Google Reader improvements

The new Google Reader trends page

I had­n’t touched Google Read­er since tak­ing a brief look at its ini­tial launch in Octo­ber 2005. I’m now using it as my pri­ma­ry read­er, hav­ing grown tired of Rojo’s poor per­for­mance and fre­quent inter­face over­hauls. There’s a few things that have real­ly improved since that first release. I’ll sum them up briefly here:

  • Unclut­tered, sim­ple inter­face. They’ve gone back to basics and mim­ic a plain desk­top appli­ca­tion UI. Hard­ly any super­flu­ous web 2.0 fea­tures demand your attention.
  • Trends page (I’ve book­marked a few arti­cles on this); which allows you to look at the feeds you’ve been read­ing the most but, more impor­tant­ly, allow you to weed out the ones you nev­er look at or have died. Essen­tial for some­one who has over 200 feeds to track.
  • Mul­ti-fold­er organ­is­ing, not quite free tag­ging (which is a shame) but still nice for the folk­so­nom­i­cal­ly inclined.
  • When scrolling through a list of expand­ed new feed items, Read­er auto­mat­i­cal­ly marks items you’ve scrolled past as read. Which great­ly reduces the excise oth­er web-based read­ers force on their users when want­i­ng to mark a feed as read. 
  • Per­for­mance is accept­able to good. It’s not as fast as Gmail, but vast­ly supe­ri­or to Rojo for instance, despite the con­sid­er­able use of AJAX.
  • There is an unof­fi­cial Mac OS X noti­fi­er that uses Growl.

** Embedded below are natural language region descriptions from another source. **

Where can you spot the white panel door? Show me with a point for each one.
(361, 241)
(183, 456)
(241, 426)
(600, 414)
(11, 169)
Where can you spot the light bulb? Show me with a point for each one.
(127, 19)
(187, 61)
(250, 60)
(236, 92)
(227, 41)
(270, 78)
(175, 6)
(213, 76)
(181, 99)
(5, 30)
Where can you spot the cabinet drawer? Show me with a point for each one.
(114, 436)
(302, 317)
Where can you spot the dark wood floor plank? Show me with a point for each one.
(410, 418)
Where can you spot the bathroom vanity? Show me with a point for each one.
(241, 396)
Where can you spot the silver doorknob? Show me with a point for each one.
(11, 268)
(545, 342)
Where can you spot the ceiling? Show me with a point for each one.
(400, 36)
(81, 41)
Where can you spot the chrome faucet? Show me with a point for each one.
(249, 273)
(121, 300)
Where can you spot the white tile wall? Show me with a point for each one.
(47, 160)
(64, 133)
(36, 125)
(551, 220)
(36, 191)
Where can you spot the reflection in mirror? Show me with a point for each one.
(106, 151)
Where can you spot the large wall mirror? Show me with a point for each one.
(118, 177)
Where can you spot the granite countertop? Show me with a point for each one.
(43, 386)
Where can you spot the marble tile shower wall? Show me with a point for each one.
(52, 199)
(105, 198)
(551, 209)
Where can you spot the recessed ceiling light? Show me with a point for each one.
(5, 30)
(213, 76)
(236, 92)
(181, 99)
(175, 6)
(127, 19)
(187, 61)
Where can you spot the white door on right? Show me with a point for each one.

Most of these fea­tures are not includ­ed in one or both of the pre­vi­ous two web-based read­ers I used for a length of time (Blog­lines and Rojo). Google have real­ly come up with some­thing nice here. I won­der when it’ll move out of the lab.

Why am I not using a desk­top based read­er? I’d like to (Net­NewsWire’s great for instance), just as I’d love to use a prop­er desk­top email client, but my mul­ti-plat­form, mul­ti-machine per­son­al and pro­fes­sion­al use does­n’t allow me too. I work on at least two sep­a­rate PCs at work (a desk­top and a lap­top) and have a cute lit­tle iBook that I use at home. This all means I am a real web OS user. Fire­fox as brows­er (with Google Brows­er Sync to keep it the same across all installs), Google Read­er for RSS, Gmail for email and (until recent­ly) Google Cal­en­dar for, well, my cal­en­dar. Is it coin­ci­dence I seem to pre­fer Google prod­ucts for these things? Prob­a­bly not, Google seems to be doing a very good job at these kind of pro­duc­tiv­i­ty appli­ca­tions (just as Yahoo! seem to be lead­ing the way in social applications).